L’Adhan (appel à la prière) retenti dans l’oasis, le repas est servi. Sur la table, on retrouve les incontournables dattes de Siwa, une soupe de courgette ainsi que du riz accompagné de viande de bœuf. Le thé noir est servi par le patriarche. On lui apporte un petit réchaud à gaz et il le prépare devant nous, avec un mélange d’herbes traditionnelles. On échange longuement de la culture des palmiers, de la récolte du pollen et des dattes. Propriétaire de terres agricoles, il les léguera à ses fils.
En ville, les Alexandrins, aiment avant tout, rompre le jeûne sur la corniche en regardant le soleil se coucher sur la Méditerranée. Chaque famille prépare son petit panier avec des sandwichs, un thermos de thé noir et des fruits avant d’aller s’installer sur le rebord du muret les pieds dans le vide, face à la mer.
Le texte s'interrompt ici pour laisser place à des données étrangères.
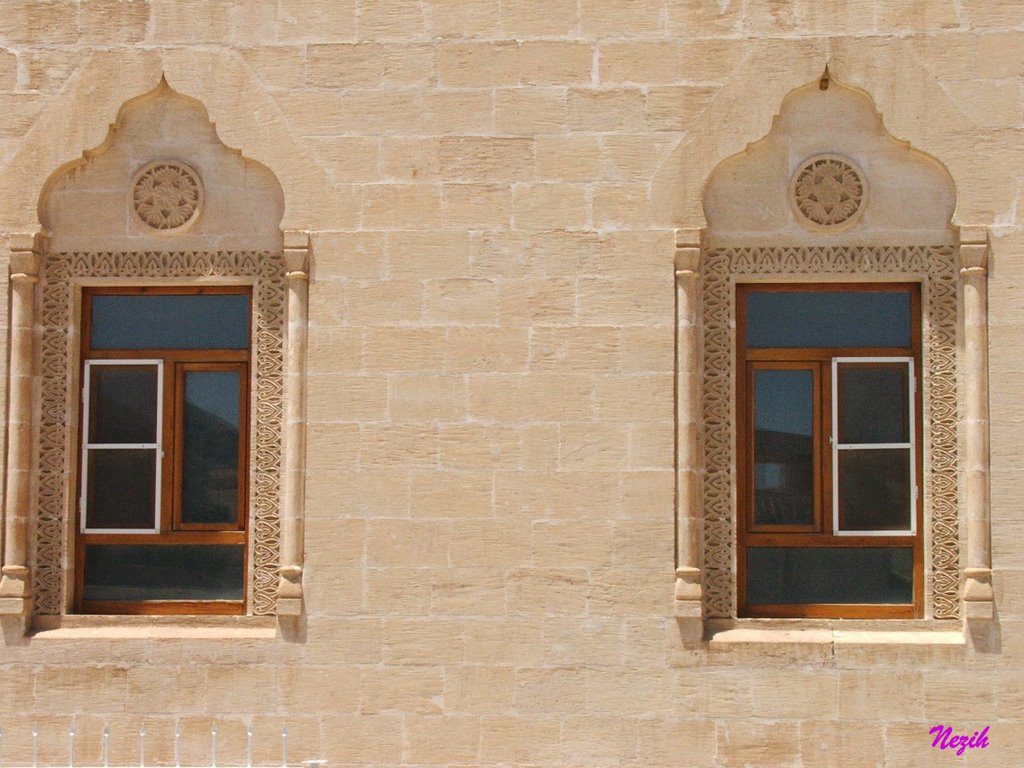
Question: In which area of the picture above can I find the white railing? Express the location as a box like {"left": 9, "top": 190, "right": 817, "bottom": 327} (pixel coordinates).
{"left": 0, "top": 724, "right": 326, "bottom": 768}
D’autres préfèrent se retrouver sur les plages, et rompre le jeûne les pieds dans l’eau ou dans le sable ! À chaque bourse sa plage : de 11 à 400 livres égyptiennes (de 50 centimes à 20 euros).
C’est alors le début de la nuit qui commence, les rues s’animent de klaxons et de piétons, les restaurants et autres cafés se remplissent. Les hommes jouent aux dominos en fumant la chicha et les familles viennent se promènent à Mancheyya, le souk de la ville aux mille objets et mille odeurs.
La vie s’écoule paisiblement ici et la pandémie n’aura pas changé grand-chose aux habitudes des Alexandrins. Au début de ce mois de Ramadan, comme on pouvait l’imaginer avec les invitations et les sorties nocturnes, les contaminations ont explosé. On achèvera donc ce mois béni avec des restrictions sanitaires plus strictes : fermeture des bars, restaurants et commerces à partir de 21h, fermeture des plages et interdiction des grands rassemblements.
Pour en savoir plus sur les conditions d’entrée en Egypte.
Loin des sites archéologiques et de la frénésie du Caire, Alexandrie s’impose comme une étape incontournable pour qui souhaite découvrir un autre visage de ce pays à l’histoire millénaire. Contrairement au reste du pays, la côte méditerranéenne ne connaît pas de fortes chaleurs en été. Les températures demeurent agréables toute l’année et offrent donc une alternative intéressante pour les voyages en période estivale.